Overview

The Crawl collection corresponds to one analysis that is available in SiteCrawler. It is a non-timestamped collection, which only contains dimensions.

A subset of the fields available in the Crawl collection is listed here.

Identifier

{
  "collections": ["crawl.YYYYMMDD"],
  ...
}

Indexability Fields

Name	Slug	Type
Is Indexable	`crawl.20210411.indexable.is_indexable`	Boolean
Non-Indexable Reason is Non-Self Canonical Tag	`crawl.20210411.indexable.reason.canonical`	Boolean
Non-Indexable Reason is Noindex Status	`crawl.20210411.indexable.reason.noindex`	Boolean
Non-Indexable Reason is Non-200 HTTP Status Code	`crawl.20210411.indexable.reason.http_code`	Boolean
Non-Indexable Reason is Bad Content-Type	`crawl.20210411.indexable.reason.content_type`	Boolean

Crawl Fields

Name	Slug	Type
Depth	`crawl.20210411.depth`	Integer
HTTP Status Code	`crawl.20210411.http_code`	Integer
Content Type	`crawl.20210411.content_type`	String
Content Byte Size	`crawl.20210411.byte_size`	Int
Delay First Byte Received	`crawl.20210411.delay_first_byte`	Integer
Delay Total	`crawl.20210411.delay_last_byte`	Integer
Date Crawled	`crawl.20210411.date_crawled`	Datetime

Many more fields are available and can be explored in Botify.

Dimensions

All fields in the Crawl collection are Dimensions, except count_urls_crawl, which outputs the number of crawled URLs.
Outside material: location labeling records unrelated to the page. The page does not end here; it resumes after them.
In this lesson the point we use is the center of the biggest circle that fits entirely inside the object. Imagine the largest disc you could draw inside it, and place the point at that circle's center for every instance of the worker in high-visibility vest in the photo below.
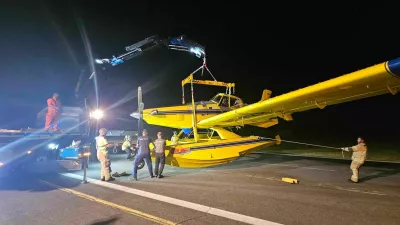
(127, 146)
(53, 112)
(358, 158)
(175, 139)
(102, 155)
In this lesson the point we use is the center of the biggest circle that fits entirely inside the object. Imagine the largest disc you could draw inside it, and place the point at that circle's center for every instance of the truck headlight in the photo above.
(53, 146)
(97, 114)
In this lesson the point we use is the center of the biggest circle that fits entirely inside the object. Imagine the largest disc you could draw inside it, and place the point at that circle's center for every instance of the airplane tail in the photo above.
(266, 95)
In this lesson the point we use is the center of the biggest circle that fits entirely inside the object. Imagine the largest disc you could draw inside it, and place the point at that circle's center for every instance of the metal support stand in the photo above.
(202, 69)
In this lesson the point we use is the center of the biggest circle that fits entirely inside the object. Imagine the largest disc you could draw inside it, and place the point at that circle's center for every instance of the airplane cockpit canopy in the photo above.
(226, 100)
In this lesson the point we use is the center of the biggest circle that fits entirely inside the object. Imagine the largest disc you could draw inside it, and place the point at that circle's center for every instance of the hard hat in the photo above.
(128, 138)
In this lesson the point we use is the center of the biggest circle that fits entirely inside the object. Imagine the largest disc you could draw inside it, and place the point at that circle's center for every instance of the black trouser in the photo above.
(160, 162)
(128, 153)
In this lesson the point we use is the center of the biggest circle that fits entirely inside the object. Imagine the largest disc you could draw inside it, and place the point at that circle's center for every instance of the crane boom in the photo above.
(179, 43)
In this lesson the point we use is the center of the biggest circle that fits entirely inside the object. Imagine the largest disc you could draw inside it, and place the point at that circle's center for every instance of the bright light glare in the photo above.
(53, 146)
(197, 51)
(97, 114)
(99, 61)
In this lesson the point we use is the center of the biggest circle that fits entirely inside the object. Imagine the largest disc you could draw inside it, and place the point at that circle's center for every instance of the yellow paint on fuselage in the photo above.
(210, 152)
(213, 151)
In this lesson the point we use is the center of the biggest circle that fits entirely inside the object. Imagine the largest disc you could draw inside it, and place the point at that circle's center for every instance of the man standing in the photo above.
(102, 155)
(358, 158)
(127, 146)
(175, 139)
(142, 144)
(160, 145)
(53, 112)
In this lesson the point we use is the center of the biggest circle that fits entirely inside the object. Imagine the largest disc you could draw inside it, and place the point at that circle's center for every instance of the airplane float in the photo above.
(218, 145)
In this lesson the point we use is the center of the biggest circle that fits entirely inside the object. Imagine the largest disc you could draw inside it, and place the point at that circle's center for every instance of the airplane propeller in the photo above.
(140, 111)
This means the dimensions ["segments.pagetype.value", "crawl.20210102.depth"]will receive data for each combination of segment and depth.

home | 1  
products | 2  
products | 3
etc...

To get an aggregated value (e.g., the average depth for each segment) instead of all combinations, apply an Aggregation function to the depth so it becomes a metric:

{
 "dimensions": ["segments.pagetype.value"], 
 "metrics": [
   {
    "function": "avg", 
    "args": ["crawl.20210102.depth"]
   }
 ]
}

Results:

home | 1  
products | 2.23
etc...

Collections Explorer

Get the full list of fields using the Collections Explorer.